Incentivar o crescimento é encorajar novas peças. Por outras palavras, experimentar é necessário. Mas Yu também assinala que isto tem de ser tratado com cuidado.
“Experimentar é necessário. Pode levar ao sucesso ou ao fracasso. Um trabalho experimental não é o mesmo que um trabalho que está pronto para se apresentar ao público. É necessário distingui-los claramente. Antes de os espectadores chegarem ao teatro, têm de saber se vão assistir a um trabalho experimental ou a um desempenho teatral completo. Muitos gestores teatrais misturam as duas coisas – vêem uma experiência como um ‘produto acabado’. O público pode sentir-se enganado e nunca mais voltar ao teatro.”
Os locais de pequena e média dimensão que estão a ser construídos em Hong Kong são, na realidade, uma resposta que visa facilitar experiências na indústria teatral.

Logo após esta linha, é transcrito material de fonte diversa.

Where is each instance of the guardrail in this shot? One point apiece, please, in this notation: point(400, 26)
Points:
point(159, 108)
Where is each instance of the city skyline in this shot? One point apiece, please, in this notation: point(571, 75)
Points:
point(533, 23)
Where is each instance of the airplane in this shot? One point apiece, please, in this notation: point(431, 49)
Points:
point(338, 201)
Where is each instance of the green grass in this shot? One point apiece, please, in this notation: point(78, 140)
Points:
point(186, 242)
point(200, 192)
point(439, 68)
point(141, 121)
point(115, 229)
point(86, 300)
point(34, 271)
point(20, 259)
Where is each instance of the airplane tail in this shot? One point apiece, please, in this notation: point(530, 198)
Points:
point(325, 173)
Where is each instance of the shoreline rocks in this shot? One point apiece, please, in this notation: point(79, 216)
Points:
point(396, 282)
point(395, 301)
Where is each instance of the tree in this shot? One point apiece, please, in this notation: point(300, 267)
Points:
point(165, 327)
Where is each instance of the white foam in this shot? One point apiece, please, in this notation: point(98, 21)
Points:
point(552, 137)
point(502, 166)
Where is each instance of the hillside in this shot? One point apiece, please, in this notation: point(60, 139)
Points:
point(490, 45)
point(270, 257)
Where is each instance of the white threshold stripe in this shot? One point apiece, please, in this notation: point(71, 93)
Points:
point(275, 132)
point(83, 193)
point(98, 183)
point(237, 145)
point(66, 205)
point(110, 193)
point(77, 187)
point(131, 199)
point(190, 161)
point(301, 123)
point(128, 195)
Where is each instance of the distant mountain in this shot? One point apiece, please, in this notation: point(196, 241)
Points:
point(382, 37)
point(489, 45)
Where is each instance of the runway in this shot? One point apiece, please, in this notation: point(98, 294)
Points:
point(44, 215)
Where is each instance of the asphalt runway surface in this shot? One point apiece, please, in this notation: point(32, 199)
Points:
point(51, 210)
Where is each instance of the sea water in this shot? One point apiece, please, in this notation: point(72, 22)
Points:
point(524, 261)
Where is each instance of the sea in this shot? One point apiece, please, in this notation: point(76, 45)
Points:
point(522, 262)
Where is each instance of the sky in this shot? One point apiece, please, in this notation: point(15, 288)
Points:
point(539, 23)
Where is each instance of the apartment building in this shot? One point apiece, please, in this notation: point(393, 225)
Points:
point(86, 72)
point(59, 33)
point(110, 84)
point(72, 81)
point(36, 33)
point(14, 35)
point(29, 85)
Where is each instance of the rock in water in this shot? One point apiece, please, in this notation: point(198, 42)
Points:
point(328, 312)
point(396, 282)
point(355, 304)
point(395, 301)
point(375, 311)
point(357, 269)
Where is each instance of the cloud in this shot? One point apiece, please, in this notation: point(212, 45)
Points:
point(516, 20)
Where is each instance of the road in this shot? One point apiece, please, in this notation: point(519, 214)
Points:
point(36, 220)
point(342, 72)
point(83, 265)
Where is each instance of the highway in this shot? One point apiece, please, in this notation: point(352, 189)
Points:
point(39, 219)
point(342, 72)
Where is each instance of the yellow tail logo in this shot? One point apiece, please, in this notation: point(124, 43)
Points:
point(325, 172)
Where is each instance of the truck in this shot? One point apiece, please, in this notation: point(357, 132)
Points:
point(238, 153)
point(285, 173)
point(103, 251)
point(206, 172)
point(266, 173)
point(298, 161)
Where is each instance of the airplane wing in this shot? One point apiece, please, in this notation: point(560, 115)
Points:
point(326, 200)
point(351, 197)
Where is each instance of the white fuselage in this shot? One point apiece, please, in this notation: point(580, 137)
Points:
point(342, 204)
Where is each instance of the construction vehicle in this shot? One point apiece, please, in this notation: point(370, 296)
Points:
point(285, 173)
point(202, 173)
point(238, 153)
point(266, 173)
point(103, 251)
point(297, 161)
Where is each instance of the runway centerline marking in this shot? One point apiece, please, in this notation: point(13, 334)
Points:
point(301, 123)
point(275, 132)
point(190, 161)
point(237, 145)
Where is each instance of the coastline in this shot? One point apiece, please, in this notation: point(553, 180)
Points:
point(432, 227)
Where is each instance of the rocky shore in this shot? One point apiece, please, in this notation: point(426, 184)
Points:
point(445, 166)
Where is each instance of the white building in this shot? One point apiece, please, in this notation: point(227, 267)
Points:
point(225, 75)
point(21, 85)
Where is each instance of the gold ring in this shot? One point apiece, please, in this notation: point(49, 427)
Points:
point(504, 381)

“Uma das tarefas que a WKCD fará é encomendar novas peças. Proporcionaremos locais para que os artistas possam refinar as suas experiências e transformá-las em espectáculos públicos. Este é o conceito que precisa de ser fortalecido, pois parece que as pessoas não costumam ter isso em mente. Na maioria das vezes, as pessoas têm um ardente desejo de participar numa performance. Por exemplo, se um local tiver duas semanas livres para daí a seis meses, terão dois meses, ou mesmo menos, para o surgimento do primeiro rascunho do argumento. Enquanto isso, a equipa de marketing necessita do título, de fotos publicitárias e de slogans para fazer os cartazes promocionais. Mas o artista só tem o primeiro rascunho na mão e ainda não tem a certeza se é uma comédia ou uma tragédia. O guião não está finalizado e os actores ainda estão a ensaiar. Isso vai fazer com que a estreia pareça um ensaio e o público descubra que o que está a ver não corresponde ao indicado nos materiais promocionais. Os espectadores vão sentir-se enganados e não voltarão ao teatro. Acabamos a pagar o preço de não termos tratado uma experiência enquanto tal.”

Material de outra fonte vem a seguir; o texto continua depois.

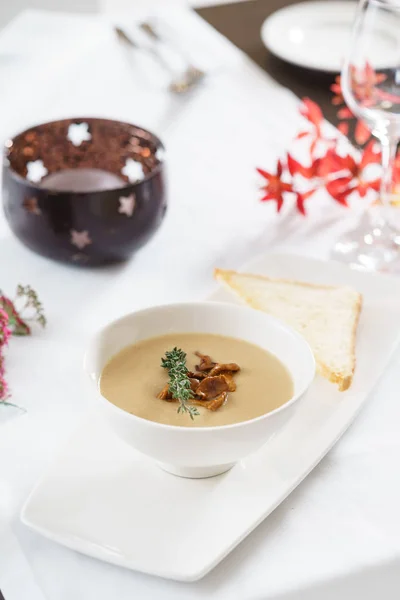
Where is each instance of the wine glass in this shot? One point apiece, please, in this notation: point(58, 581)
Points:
point(371, 89)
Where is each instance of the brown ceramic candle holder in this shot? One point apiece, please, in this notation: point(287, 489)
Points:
point(85, 191)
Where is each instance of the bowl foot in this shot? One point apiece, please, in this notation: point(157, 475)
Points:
point(196, 472)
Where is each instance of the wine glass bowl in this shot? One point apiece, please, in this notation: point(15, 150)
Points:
point(370, 84)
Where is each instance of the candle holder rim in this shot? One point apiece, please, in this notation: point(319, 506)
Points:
point(7, 145)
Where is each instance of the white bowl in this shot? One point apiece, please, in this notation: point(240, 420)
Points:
point(200, 451)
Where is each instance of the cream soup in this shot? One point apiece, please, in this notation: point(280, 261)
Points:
point(133, 378)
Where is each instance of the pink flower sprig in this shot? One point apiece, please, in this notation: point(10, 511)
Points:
point(13, 321)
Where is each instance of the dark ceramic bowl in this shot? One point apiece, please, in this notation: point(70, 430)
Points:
point(86, 191)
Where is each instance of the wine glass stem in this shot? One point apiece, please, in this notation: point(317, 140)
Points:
point(389, 149)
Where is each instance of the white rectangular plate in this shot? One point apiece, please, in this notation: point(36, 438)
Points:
point(104, 500)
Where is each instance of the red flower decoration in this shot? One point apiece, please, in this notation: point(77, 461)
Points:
point(312, 112)
point(352, 174)
point(275, 188)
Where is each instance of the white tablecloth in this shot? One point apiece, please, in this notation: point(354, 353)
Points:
point(338, 534)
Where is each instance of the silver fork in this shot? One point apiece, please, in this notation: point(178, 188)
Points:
point(192, 74)
point(178, 85)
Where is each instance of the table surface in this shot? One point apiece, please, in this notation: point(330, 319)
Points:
point(322, 541)
point(241, 22)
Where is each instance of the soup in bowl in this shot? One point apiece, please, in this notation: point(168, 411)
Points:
point(198, 386)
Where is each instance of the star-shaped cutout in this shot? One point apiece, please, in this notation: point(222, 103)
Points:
point(31, 206)
point(160, 154)
point(133, 170)
point(80, 239)
point(35, 170)
point(127, 205)
point(78, 133)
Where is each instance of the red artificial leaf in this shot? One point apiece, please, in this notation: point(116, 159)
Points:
point(344, 113)
point(264, 173)
point(301, 198)
point(344, 128)
point(275, 188)
point(302, 134)
point(396, 169)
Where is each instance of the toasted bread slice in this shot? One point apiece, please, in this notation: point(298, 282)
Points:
point(326, 316)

“Em vez disso, teremos um desempenho de melhor qualidade se passarmos esses seis meses com ensaios à porta fechada, envolvendo apenas o dramaturgo, o encenador e os actores. É preciso passar primeiro algum tempo no ‘laboratório’. Usar esses seis meses para aperfeiçoar o texto e apresentar a peça no ano seguinte. Naturalmente, ninguém pode garantir que seja um êxito. Mas, se se investir mais tempo e mão-de-obra nas fases iniciais, é mais provável que o trabalho resultante seja de qualidade superior e possa atrair audiências para o teatro. A WKCD vai financiar directamente as actividades da equipa criativa principal nas fases iniciais. Isso permitirá ao dramaturgo, ao encenador e aos actores fazerem experiências de tentativa-erro.”